At Kespry, Smith met fellow veteran Andrew Dixon, and fellow Stanford graduates John Laxson, and Parker Clark, Kespry’s co-founder and chief technology officer (who joined the company a few months after its launch).
Together, the four men realized that the tools and technology Kespry was developing for commercial use could be used by the military as well. It was the inspiration behind the decision to launch Reveal Technology.
“The deep familiarity with the market and leadership and chops around the business problem, combined with the creme de la creme in terms of technical capability came together in this ideal mixture of military veteran talent and entrepreneurial spirit and technologists interested in serving a mission greater than themselves,” said Smith in an interview. “There’s a strong cohort of military veterans who have a deep understanding of the requirements and the gaps and the opportunities, when they’re married up with top-tier technical talent, when there’s some synergy there, that’s where true magic can happen.”
Reveal’s “magic” is creating detailed maps of areas using data stitched from short drone flights to create a more accurate picture of an area. The company has also designed some machine learning algorithms that can provide predictive analysis of potential threats, according to Smith.

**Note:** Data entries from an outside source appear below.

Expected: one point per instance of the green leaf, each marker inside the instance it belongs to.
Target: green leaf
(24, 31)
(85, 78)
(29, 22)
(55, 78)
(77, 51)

The company has already been able to sign initial contracts with the U.S. military thanks to its connections to the Defense Innovation Unit, an initiative designed to connect early stage technology companies and entrepreneurs in to the needs of the Defense Department and its supply chain. Several companies have received millions in early grants and contracts through the program.
“One of the exciting things about these innovation programs — like the SBIR programs and others — [all the military branches] have been using those prolifically and they represent ways that companies that are small, like us, can get real revenue going that’s non-dilutive and gives you rapid access to the market in ways that are normally not afforded,” said Smith.
Helping the company navigate the Defense Department’s procurement process and develop strategies to enter new markets associated with the DOD are General Peter Pace, former United States Marine Corps general who served as the 16th Chairman of the Joint Chiefs of Staff and Kevin Mandia, CEO of FireEye — who are both joining the company as advisors.
These military contracts actually give companies like Reveal access to additional markets as well. Through the DOD, the company is primed to work with the state of California on drone mapping services for natural disaster response. It’s another way that city and state governments are turning to technology to help prepare for natural disasters — and it’s a potentially lucrative business.
“What happens is drones or other aircraft generating video or images from an aerial perspective pipe that information down to a ground control device or mobile device. Our app Farsight software will be running on those devices generating the context-rich maps so people on the ground and in control centers can make decisions in an ever evolving natural disaster environment,” said Smith.
The technology has won investment support from Defy Ventures, the investment firm founded by former General Catalyst managing director Neil Sequeira and KPCB managing partner, Trae Vassallo; and 8VC, the venture capital shop set up by Palantir co-founder Joe Lonsdale.
“Investment in Reveal – and in their generation of ‘defense-first, dual-use’ technology companies – ensures an advantage as future generations of companies replace the old,” said Sequeira. “We believe that their incredible team has potential to make a huge impact and we are excited to support them and see the long-term innovation pay off for this industry and for our country.”